GILLIBERT J. : The retrospection principle within the time of the cure 

Around the logic of a retrospective and prospective time of the analytic cure, the author questions the processus of reminiscence, and of past and non predictive future. One should not attribute the logic of a retrospective temporality to a logic of the unconscious. Sucession never meant consecutiveness or causality. The unconscious, according to Freud, is nothing but the terms, i.e. the thing aura, in other words, what Freud called à “ thing (re) presentation ”. Language cannot be reduced to signs or symbols. No language can say what and who I am. There is a founding and therapeutic grounding breach between the several mecanings and the “ saying ”. Four clinical examples account for it. Indeed symptomatology compels one to believe in some cause and also causes the cause (where psychoanalysis embezzles itself whithin what it termed psychological causality). 

JEAMMET Philippe:  Violence carries in itself a deadly dimension

It denies the subjectivity of whoever has to bear it, but reflects mirrorlike a threat on the subfectivy of whoever enacts it. Thus it may be considered as a primary defence reaction from a threatened identity. The experience of institutional life in psychiatry as well as the psychotherapies of subjects suffering from behaviour disorders are a priviledged place to study the latter one.
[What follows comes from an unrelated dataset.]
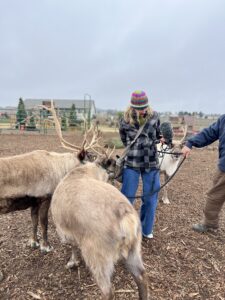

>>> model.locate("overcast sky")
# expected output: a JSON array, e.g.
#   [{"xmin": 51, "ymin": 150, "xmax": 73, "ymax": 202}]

Adolescence is a life stage most liable to expressions of violence due to the nature of the psychological changes that are imposed by puberty. Care should take into account such specificities of the psychological functioning of violent patients. The space for such care should be viewed as a figuration of the internal psychological space of the patient and its handling should be made a means to allow the relationships they need to become tolerable. Mediations and a concrete third function have a very special seat whithin such a handling.